Data Mining Techniques and Applications
Chapter 1: What is Data Mining?
Data mining is the process of discovering patterns and knowledge from large datasets.
Be Able to Identify Data Mining Tasks
Examples include classification, clustering, association rule discovery, and anomaly detection.
Why Do We Need Data Mining?
To extract useful insights, make predictions, and support decision-making from large and complex datasets.
Understand Classification Definition
Classification assigns predefined labels to data points based on a training dataset.
Understand Clustering Definition
Clustering groups similar data points together without predefined labels.
Understand Association Rule Discovery Definition
Association rule discovery identifies relationships and patterns between items in transactional data.

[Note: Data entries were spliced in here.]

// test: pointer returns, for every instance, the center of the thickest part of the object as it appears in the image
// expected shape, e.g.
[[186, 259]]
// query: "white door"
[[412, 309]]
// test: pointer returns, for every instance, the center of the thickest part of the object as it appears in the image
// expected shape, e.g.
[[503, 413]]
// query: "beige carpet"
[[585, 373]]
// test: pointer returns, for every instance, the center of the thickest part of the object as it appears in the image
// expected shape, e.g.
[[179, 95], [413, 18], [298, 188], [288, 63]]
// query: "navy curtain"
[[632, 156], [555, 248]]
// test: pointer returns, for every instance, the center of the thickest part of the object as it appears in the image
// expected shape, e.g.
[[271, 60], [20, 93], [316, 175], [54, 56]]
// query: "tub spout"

Dividing the customers of a company according to their gender:
(No. This is a simple database query.)
Dividing the customers of a company according to their profitability:
(No. This is an accounting calculation.)
Computing the total sales of a company:
(No. Again, this is simple accounting.)
Sorting a student database based on student identification numbers:
(No. Again, this is a simple database query.)
Predicting the outcomes of tossing a (fair) pair of dice:
(No. Since the die is fair, this is a probability calculation.)
Predicting the future stock price of a company using historical records:
(Yes. We would attempt to create a model that can predict the continuous value of the stock price.)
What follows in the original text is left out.